Thursday, February 15, 2007

Blanket of Hope

I'm finishing up an afghan block for the Blanket of Hope project. It was organized by Rebekah for fellow knitter Sonya for her husband Kevin. I don't personally know Sonya (or Kevin) but remember Sonya participating in the FLAK (Follow the Leader Aran Knit-along) and wanted to help out. I decided to knit a block using the same cables as our FLAK sweaters knowing Sonya would recognize them.

Thursday, February 08, 2007

The Adoption is Final...

We picked up the new baby this afternoon. She's a solid cherry Loomcraft 8-shaft, 12-treadle loom with a 45" weaving width. She has wonderful patina. The loom is c. 1981 and the loom maker, John Post, of Littleton Colorado only makes a few looms each year with each one handcrafted. Mr. Post has been making these beautiful looms for over 35 years and now only sells through Halcyon Yarn.

Friday, February 02, 2007

Just Our Yarn

On Wednesday I attended a guild meeting of the Blue Ridge Spinners & Weavers. JOY (Just Our Yarn) came and did a Trunk Show. It was lots of fun. The company was started by Diane Smith and Cathie Chung. They purchase yarn and fiber from Green Mountain Spinnery in Putney, Vermont and handpaint it. Their yarn is gorgeous and each colorway is unique. Diane and Cathie brought along knitted and woven samples using their handpainted yarn.

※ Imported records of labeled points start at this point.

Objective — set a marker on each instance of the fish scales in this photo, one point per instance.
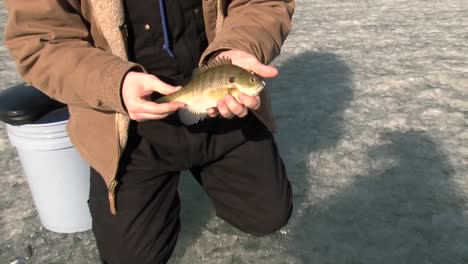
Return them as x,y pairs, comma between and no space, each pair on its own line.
209,84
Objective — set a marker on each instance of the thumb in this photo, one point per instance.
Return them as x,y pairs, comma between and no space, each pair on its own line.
161,87
265,70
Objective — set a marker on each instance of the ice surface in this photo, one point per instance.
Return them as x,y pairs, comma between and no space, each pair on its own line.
372,110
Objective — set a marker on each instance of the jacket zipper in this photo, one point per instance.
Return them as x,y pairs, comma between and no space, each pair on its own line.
112,186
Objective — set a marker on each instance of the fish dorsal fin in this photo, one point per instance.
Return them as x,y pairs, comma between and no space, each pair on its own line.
211,64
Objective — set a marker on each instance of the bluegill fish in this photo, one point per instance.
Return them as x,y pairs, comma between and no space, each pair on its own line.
210,83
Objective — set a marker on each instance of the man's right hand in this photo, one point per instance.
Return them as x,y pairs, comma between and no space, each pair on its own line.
136,90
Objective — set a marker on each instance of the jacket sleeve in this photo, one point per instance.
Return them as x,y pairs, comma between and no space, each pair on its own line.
53,50
258,27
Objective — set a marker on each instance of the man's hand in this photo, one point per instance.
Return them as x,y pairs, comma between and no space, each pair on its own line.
229,106
137,88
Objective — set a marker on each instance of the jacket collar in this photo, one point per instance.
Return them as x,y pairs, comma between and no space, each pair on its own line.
109,16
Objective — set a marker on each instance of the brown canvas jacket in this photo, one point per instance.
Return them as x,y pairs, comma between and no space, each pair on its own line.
74,52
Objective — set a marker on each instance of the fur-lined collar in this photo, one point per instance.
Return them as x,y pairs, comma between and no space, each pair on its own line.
109,16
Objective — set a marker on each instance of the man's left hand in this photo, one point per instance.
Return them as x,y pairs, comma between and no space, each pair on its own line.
229,106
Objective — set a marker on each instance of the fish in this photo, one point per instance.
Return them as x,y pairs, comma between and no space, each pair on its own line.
210,83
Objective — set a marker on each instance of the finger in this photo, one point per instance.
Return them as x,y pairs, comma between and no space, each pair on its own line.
236,108
212,112
264,70
140,117
161,87
154,108
224,110
249,101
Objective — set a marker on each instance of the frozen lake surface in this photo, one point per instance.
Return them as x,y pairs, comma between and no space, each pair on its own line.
372,110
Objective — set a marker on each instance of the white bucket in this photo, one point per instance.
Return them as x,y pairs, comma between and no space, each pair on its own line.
57,176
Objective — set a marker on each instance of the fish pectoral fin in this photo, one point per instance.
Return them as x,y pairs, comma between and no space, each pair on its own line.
190,117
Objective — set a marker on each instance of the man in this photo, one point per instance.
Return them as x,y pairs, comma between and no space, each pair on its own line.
109,60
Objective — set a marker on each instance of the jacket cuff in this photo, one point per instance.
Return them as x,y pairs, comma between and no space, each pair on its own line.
113,95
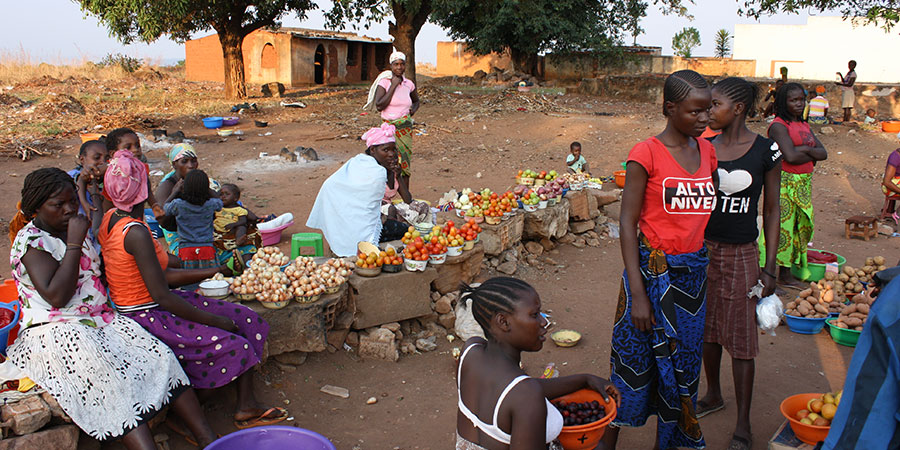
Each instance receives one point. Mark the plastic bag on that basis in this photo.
(769, 311)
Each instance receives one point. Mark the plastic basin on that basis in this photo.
(273, 236)
(843, 336)
(274, 436)
(815, 271)
(810, 434)
(804, 325)
(584, 437)
(213, 122)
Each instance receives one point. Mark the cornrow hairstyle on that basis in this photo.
(679, 85)
(781, 109)
(196, 187)
(112, 139)
(233, 187)
(499, 294)
(39, 186)
(739, 90)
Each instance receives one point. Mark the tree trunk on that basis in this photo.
(232, 50)
(405, 28)
(524, 62)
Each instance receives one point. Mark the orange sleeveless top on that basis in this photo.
(126, 286)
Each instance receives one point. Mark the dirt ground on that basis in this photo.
(479, 139)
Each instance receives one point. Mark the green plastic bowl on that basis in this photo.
(815, 272)
(843, 336)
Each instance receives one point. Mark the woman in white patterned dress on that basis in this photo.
(105, 371)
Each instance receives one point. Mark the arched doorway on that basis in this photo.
(320, 64)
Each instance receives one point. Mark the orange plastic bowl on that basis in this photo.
(890, 126)
(810, 434)
(585, 437)
(620, 178)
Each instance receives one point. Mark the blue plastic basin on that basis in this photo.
(272, 437)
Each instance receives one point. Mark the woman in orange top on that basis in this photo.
(216, 342)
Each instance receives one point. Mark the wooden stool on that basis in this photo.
(861, 226)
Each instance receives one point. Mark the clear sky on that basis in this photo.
(56, 31)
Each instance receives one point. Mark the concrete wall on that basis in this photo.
(294, 59)
(820, 48)
(454, 59)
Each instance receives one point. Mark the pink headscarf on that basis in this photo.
(380, 135)
(126, 180)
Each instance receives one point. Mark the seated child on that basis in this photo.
(869, 123)
(575, 162)
(127, 139)
(234, 230)
(194, 205)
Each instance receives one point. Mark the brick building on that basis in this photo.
(292, 56)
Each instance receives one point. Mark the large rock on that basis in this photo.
(379, 344)
(550, 222)
(458, 269)
(62, 437)
(26, 415)
(391, 297)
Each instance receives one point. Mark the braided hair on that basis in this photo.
(781, 109)
(499, 294)
(114, 136)
(739, 90)
(196, 187)
(679, 85)
(39, 186)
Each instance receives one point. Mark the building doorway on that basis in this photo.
(320, 65)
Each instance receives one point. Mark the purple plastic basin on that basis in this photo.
(272, 437)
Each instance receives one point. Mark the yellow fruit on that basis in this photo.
(828, 411)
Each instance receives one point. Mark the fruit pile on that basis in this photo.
(416, 250)
(820, 411)
(371, 260)
(854, 315)
(580, 413)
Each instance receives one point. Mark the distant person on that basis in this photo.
(848, 98)
(801, 150)
(657, 337)
(818, 107)
(575, 162)
(770, 108)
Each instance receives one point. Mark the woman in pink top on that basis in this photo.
(397, 99)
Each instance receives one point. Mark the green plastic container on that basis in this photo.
(815, 272)
(843, 336)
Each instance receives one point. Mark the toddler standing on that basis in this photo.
(194, 212)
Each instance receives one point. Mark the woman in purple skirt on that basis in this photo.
(217, 342)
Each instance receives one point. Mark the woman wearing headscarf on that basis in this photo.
(216, 342)
(396, 98)
(107, 373)
(348, 208)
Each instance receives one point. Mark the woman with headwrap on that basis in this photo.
(396, 97)
(107, 373)
(216, 342)
(348, 208)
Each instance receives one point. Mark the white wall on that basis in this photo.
(820, 48)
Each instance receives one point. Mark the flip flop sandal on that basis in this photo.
(704, 410)
(740, 443)
(266, 418)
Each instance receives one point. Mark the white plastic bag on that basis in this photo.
(769, 311)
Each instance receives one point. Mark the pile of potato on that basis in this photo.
(816, 301)
(854, 315)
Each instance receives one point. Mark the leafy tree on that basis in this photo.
(723, 43)
(635, 10)
(148, 20)
(408, 15)
(685, 41)
(885, 13)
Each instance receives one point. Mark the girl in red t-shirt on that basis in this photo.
(670, 191)
(801, 151)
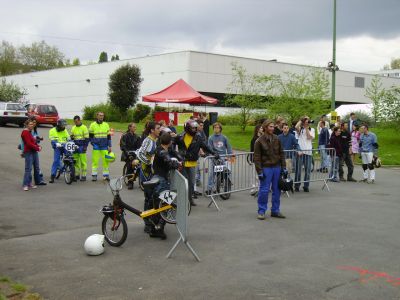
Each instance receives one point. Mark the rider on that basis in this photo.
(165, 159)
(100, 138)
(146, 155)
(189, 144)
(129, 142)
(57, 135)
(80, 136)
(220, 144)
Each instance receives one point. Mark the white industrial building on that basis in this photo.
(70, 89)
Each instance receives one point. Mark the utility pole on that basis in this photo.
(334, 68)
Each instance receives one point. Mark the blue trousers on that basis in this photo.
(271, 178)
(56, 161)
(31, 160)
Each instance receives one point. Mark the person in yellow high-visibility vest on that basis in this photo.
(58, 136)
(100, 138)
(80, 136)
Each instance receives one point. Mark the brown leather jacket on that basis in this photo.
(268, 152)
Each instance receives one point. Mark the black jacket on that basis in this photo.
(129, 142)
(163, 161)
(192, 152)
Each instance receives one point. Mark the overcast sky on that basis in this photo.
(296, 31)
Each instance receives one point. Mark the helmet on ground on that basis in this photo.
(191, 127)
(110, 157)
(94, 244)
(285, 183)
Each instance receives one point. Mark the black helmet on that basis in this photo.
(191, 127)
(285, 183)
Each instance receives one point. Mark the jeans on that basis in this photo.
(190, 175)
(303, 160)
(325, 159)
(271, 178)
(31, 159)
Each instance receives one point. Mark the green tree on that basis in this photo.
(124, 87)
(40, 56)
(9, 63)
(103, 57)
(295, 95)
(376, 93)
(10, 92)
(245, 93)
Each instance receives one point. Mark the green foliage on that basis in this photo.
(40, 56)
(140, 112)
(362, 117)
(103, 57)
(10, 92)
(111, 113)
(124, 86)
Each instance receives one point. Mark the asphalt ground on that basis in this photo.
(342, 244)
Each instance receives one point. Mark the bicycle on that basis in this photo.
(136, 169)
(68, 162)
(114, 226)
(222, 181)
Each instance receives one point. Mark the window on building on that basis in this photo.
(359, 82)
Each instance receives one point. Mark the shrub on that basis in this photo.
(140, 112)
(362, 117)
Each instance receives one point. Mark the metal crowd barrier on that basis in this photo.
(180, 184)
(236, 172)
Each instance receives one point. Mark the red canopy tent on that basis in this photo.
(179, 92)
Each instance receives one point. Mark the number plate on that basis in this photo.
(167, 196)
(69, 146)
(218, 169)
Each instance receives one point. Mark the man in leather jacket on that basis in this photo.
(189, 144)
(129, 142)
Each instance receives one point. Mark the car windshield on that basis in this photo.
(15, 106)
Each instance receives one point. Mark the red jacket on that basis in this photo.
(29, 141)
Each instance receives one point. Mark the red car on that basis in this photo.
(44, 113)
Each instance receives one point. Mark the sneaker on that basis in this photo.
(277, 215)
(261, 216)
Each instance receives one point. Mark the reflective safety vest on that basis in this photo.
(99, 133)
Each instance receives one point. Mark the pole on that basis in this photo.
(334, 59)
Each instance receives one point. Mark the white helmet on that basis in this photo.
(94, 244)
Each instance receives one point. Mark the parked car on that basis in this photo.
(44, 113)
(14, 113)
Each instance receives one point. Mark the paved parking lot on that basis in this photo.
(342, 244)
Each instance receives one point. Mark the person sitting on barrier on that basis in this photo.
(335, 142)
(269, 160)
(346, 142)
(323, 141)
(130, 141)
(368, 150)
(165, 159)
(305, 136)
(289, 143)
(189, 144)
(145, 154)
(219, 143)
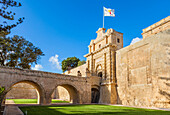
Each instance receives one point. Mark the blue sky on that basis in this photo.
(64, 28)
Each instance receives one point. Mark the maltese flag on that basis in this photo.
(109, 12)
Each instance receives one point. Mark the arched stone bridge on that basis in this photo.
(79, 88)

This shawl is sold as a kit. The kit includes the Karen Joan Raz Feather Shawl pattern. It is knit with a single strand of Myne (100% cashmere). It takes 2 hanks (500 yards each) to knit this shawl.
I was fancinated by a new age fiber called Tencel. It is wood pulp cellulose. It feels like silk and drapes luxuriously.

The next 3 woven scarves are Bonnie Tarses designs made with Tencel (10/2 and 5/2). The first scarf is called Horoscope Scarf and Bonnie teaches it in a workshop. Bonnie teaches Color Horoscope Weaving where she demonstrates her fascination with color, love of symbolic textiles and interest in astrology that culminates in luscious and magical fabrics. She will be doing a workshop for our guild in April or July. Count me in!
Double weave blanket woven with Caravan (65% lambs wool and 35% camel down) at 10 epi. It was felted lightly in the washing machine.This knitted shawl was made from Indulgence (75% Merino/15% Angora/10% Silk).